If your organization does not provide you with an TLS server certificate, you must request a new certificate that is signed by a CA.

You can use several methods to obtain a new signed certificate. For example, you can use the Microsoft certreq utility to generate a Certificate Signing Request (CSR) and submit a certificate request to a CA.

See the Scenarios for Setting Up TLS Certificates for Horizon document for an example that shows you how to use certreq to accomplish this task.

For testing purposes, you can obtain a free temporary certificate based on an untrusted root from many CAs.

Important: You must follow certain rules and guidelines when you obtain signed TLS certificates from a CA.
  • When you generate a certificate request on a computer, make sure that a private key is generated also.
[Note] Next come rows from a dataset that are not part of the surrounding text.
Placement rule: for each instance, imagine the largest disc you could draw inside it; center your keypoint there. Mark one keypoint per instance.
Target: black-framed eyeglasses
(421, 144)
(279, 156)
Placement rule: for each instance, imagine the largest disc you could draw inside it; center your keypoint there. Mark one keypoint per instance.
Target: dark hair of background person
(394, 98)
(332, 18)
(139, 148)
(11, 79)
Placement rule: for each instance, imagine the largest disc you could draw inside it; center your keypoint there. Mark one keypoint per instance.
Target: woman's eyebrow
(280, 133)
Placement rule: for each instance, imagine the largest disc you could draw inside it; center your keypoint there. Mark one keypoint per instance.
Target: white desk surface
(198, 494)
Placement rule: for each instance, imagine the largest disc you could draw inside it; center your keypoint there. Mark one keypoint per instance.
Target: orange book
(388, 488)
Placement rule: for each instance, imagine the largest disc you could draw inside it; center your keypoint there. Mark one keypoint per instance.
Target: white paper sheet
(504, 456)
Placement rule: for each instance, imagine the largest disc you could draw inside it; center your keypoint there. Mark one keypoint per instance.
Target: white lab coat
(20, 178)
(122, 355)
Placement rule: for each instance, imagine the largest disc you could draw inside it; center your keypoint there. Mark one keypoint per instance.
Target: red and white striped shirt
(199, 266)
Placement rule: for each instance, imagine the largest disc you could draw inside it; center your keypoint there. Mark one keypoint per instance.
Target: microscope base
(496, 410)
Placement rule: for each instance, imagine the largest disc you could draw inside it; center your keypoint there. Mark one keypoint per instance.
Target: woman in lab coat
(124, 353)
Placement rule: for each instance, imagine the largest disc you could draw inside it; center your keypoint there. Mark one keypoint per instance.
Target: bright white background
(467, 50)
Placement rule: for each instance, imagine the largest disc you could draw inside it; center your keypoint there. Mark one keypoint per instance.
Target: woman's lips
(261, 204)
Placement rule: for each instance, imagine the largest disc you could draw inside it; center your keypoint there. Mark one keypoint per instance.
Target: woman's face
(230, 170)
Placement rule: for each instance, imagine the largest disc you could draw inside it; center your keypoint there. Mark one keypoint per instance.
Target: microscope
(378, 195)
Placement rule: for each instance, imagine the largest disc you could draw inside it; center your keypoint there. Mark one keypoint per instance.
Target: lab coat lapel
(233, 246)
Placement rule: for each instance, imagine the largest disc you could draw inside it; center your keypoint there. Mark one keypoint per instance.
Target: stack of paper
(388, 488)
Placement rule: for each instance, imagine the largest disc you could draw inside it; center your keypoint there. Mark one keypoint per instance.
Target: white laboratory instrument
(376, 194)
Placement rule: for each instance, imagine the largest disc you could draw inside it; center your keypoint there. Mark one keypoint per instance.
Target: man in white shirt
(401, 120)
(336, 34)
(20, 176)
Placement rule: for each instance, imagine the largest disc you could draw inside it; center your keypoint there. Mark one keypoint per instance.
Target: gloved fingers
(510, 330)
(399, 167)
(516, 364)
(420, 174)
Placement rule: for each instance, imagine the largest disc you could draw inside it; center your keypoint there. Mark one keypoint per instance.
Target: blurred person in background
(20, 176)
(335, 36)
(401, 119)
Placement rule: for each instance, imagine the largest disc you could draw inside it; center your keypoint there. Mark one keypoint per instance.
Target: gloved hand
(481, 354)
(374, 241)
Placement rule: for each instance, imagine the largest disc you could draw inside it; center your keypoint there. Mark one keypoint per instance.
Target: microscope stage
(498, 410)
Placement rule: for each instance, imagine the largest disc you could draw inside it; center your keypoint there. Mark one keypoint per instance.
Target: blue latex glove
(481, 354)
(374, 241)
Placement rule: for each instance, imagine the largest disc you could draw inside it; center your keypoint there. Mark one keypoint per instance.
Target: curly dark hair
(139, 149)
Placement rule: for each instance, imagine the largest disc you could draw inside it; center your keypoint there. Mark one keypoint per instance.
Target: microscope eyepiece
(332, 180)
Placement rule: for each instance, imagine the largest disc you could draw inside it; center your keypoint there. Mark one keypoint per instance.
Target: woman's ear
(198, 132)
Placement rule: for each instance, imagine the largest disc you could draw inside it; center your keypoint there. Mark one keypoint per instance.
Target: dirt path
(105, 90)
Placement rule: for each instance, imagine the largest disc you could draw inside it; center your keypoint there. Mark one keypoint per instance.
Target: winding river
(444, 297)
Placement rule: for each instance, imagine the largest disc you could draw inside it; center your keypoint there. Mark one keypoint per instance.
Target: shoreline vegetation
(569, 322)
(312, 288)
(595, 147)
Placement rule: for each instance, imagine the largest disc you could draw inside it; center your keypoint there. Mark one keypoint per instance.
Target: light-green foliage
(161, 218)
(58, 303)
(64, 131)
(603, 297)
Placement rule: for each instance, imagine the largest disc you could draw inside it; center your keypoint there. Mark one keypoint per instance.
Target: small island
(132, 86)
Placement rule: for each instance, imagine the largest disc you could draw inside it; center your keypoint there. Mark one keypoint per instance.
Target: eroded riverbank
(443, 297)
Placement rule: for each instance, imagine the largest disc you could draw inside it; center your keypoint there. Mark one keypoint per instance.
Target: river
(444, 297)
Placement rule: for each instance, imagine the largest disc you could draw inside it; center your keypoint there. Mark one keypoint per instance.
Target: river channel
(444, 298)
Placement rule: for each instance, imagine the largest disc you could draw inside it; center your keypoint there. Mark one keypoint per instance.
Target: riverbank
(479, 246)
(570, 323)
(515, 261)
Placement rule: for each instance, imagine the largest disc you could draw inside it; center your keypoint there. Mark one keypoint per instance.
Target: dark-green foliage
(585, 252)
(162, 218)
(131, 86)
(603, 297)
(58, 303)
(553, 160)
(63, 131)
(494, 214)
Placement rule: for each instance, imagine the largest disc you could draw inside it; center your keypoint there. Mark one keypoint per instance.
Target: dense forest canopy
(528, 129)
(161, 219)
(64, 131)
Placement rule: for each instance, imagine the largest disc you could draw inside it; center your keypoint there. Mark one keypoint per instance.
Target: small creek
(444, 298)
When you obtain the TLS server certificate and import it into the Windows local computer certificate store, there must be an accompanying private key that corresponds to the certificate.
  • To comply with VMware security recommendations, use the fully qualified domain name (FQDN) that client devices use to connect to the host. Do not use a simple server name or IP address, even for communications within your internal domain.
  • Do not generate certificates for servers using a KeyLength value under 1024. Client endpoints will not validate a certificate on a server that was generated with a KeyLength under 1024, and the clients will fail to connect to the server. Certificate validations that are performed by Connection Server will also fail, resulting in the affected servers showing as red in the Horizon Console dashboard.

For general information about obtaining certificates, consult the Microsoft online help available with the Certificate Snap-in to MMC. If the Certificate Snap-in is not yet installed on your computer, see Add the Certificate Snap-In to MMC.